Die UN-Agentur schlägt Alarm nach der Veröffentlichung des jüngsten Berichts zur Integrierten Phasenklassifizierung der Ernährungssicherheit (IPC), der zur Bewertung der Bedingungen eine Skala von 1 bis 5 verwendet.
Demnach dürfte mehr als die Hälfte der haitianischen Bevölkerung – nämlich 5.7 Millionen Menschen, die Rekordzahl – bis Juni von akuter Nahrungsmittelknappheit betroffen sein.
Von dieser Zahl werden voraussichtlich etwas mehr als zwei Millionen Menschen von einer akuten Hungersnot betroffen sein (IPC-Phase 4).

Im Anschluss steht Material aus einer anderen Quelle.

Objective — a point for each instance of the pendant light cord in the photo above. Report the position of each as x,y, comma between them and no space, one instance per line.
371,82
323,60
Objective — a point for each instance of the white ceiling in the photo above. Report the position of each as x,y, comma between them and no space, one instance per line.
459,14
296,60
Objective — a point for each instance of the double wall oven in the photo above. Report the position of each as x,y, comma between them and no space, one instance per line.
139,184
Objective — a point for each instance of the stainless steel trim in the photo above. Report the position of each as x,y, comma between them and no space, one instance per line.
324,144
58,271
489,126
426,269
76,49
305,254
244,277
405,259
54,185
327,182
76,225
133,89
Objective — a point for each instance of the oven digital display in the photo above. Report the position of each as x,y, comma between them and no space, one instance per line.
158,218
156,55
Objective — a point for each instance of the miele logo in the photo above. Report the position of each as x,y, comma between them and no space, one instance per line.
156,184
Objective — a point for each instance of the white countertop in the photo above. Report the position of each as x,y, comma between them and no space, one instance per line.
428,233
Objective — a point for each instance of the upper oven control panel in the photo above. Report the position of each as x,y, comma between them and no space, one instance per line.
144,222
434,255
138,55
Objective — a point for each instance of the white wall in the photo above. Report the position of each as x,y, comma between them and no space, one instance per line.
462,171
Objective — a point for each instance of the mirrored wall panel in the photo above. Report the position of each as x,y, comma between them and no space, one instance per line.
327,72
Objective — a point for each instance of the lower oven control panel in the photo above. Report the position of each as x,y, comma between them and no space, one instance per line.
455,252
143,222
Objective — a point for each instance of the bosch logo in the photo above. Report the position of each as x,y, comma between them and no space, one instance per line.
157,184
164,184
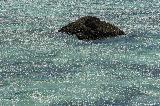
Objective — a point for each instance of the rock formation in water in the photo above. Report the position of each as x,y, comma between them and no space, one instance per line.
91,28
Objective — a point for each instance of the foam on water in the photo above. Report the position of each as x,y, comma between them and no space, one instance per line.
39,66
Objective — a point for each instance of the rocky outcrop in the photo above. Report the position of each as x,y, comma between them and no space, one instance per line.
91,28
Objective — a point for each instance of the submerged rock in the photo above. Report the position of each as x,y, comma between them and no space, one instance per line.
91,28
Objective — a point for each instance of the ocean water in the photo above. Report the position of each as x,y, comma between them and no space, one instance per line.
41,67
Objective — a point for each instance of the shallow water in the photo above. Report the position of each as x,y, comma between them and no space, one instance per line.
41,67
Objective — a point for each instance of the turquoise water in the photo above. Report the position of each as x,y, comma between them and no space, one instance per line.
41,67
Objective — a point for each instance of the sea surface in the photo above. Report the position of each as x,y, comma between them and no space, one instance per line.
41,67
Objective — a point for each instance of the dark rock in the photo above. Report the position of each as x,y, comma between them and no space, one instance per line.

Rund 8,400 Menschen werden voraussichtlich von einer Katastrophe (IPC-Phase 5) betroffen sein, der kritischsten Stufe der Ernährungsunsicherheit, bei der die Menschen unter extremem Nahrungsmittelmangel, schwerer akuter Unterernährung und der Gefahr des Verhungerns leiden.
Familien auf der Flucht
Haiti ist weiterhin in der Gewalt schwer bewaffneter Banden, insbesondere in der Hauptstadt Port-au-Prince, und die Gewalt hat über eine Million Menschen gezwungen, in Sicherheit zu fliehen.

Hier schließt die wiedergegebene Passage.